For her, singing became a salve and a coping mechanism, particularly as schools went remote during the spring of her sophomore year. As classes pivoted online, she kept singing. Her junior year, Kearse joined the cast of FAME, Jr. as Mabel Washington, a young dancer who loves to sing, and uses it to process some of her own demons. With school remote for the second academic year in a row, the role kept her motivated.
“I just think it’s so needed,” she said. “It literally feels like everything that was in my head prior to singing just goes away. Like, ‘I am somebody else right now.’”
This year, she returned to the stage—in person—as Sister Act swept through the school in March. As Delores Van Cartier, a lounge singer and mistress turned nun in Witness Protection, Kearse delighted audiences, stepping into Delores’ world with a wisdom and humor well beyond her high school years (read about that performance here).

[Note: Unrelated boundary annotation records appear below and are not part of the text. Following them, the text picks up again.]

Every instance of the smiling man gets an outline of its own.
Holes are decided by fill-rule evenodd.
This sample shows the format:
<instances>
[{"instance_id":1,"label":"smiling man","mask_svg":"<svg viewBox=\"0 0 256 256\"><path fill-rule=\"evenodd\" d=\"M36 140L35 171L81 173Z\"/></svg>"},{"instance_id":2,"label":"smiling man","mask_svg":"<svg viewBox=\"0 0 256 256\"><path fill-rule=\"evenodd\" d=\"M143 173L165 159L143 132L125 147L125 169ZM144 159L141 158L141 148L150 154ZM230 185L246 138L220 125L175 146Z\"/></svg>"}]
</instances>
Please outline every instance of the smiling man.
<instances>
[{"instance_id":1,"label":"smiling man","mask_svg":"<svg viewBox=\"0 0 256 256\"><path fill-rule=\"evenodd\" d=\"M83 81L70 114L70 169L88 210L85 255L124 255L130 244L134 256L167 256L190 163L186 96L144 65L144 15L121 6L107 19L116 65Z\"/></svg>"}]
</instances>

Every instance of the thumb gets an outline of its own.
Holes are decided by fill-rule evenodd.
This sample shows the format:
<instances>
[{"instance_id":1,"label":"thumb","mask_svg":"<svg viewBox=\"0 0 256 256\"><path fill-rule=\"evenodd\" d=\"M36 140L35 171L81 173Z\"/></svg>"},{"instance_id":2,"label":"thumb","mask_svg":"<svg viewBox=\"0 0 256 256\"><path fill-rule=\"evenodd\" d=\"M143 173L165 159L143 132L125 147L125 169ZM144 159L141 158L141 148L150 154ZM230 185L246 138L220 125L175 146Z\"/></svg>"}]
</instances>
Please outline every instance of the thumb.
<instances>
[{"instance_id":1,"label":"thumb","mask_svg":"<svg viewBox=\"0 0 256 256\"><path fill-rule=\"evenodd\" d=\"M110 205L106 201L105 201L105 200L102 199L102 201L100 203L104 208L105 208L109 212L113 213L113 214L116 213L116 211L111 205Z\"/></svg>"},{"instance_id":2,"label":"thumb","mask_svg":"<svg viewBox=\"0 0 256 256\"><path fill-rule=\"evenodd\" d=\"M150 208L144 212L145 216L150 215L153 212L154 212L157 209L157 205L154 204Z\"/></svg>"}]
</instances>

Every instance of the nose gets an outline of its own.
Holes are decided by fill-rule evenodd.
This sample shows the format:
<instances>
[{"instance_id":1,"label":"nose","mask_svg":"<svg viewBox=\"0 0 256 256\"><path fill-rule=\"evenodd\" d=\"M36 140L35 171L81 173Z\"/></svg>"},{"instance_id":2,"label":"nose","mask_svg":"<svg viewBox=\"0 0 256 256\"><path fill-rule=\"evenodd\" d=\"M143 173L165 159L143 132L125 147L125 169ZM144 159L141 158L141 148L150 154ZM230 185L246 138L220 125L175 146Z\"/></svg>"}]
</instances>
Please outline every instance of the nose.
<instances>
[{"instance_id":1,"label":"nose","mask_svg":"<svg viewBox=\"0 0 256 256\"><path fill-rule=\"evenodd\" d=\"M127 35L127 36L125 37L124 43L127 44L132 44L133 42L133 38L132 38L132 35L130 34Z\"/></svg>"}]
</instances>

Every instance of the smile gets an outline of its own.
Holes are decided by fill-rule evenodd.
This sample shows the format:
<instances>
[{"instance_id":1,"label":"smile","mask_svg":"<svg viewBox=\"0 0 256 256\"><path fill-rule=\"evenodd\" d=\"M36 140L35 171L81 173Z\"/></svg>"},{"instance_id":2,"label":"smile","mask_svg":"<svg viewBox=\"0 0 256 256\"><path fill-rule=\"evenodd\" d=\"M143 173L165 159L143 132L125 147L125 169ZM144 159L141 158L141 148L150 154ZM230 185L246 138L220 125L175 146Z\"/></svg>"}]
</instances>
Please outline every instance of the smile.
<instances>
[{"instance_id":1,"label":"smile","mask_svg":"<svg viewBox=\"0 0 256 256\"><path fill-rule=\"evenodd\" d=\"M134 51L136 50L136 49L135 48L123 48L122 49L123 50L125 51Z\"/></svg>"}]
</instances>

Alfred, who attended the Sondheim Awards earlier this month, said she is incredibly excited for Kearse. The first time she met Kearse as a freshman, she put her into the alto section. She soon found that her student “is really a fake alto,” with such a wide range that she could slide easily into the soprano range without raising eyebrows. When the pandemic hit, she worked to make sure her students were still singing. She was thrilled to return in person for Sister Act.
When she heard announcers call Kearse’s name at the Sondheims, “it kind of brought a flashback” from years ago, well before she became an educator and moved to New Haven. As a high schooler in Gary, Indiana, Alfred aso also won a big award. When she turned around, “my mom jumped up and just started stomping.”
This time, she was the one jumping right out of her seat.
“It gave me chills that what I saw in her was recognized by the organization,” she said. “I’m extremely proud. I hope this is only the beginning.”
Turning to Kearse, she smiled. “We’re gonna miss this little crazy chick,” she said.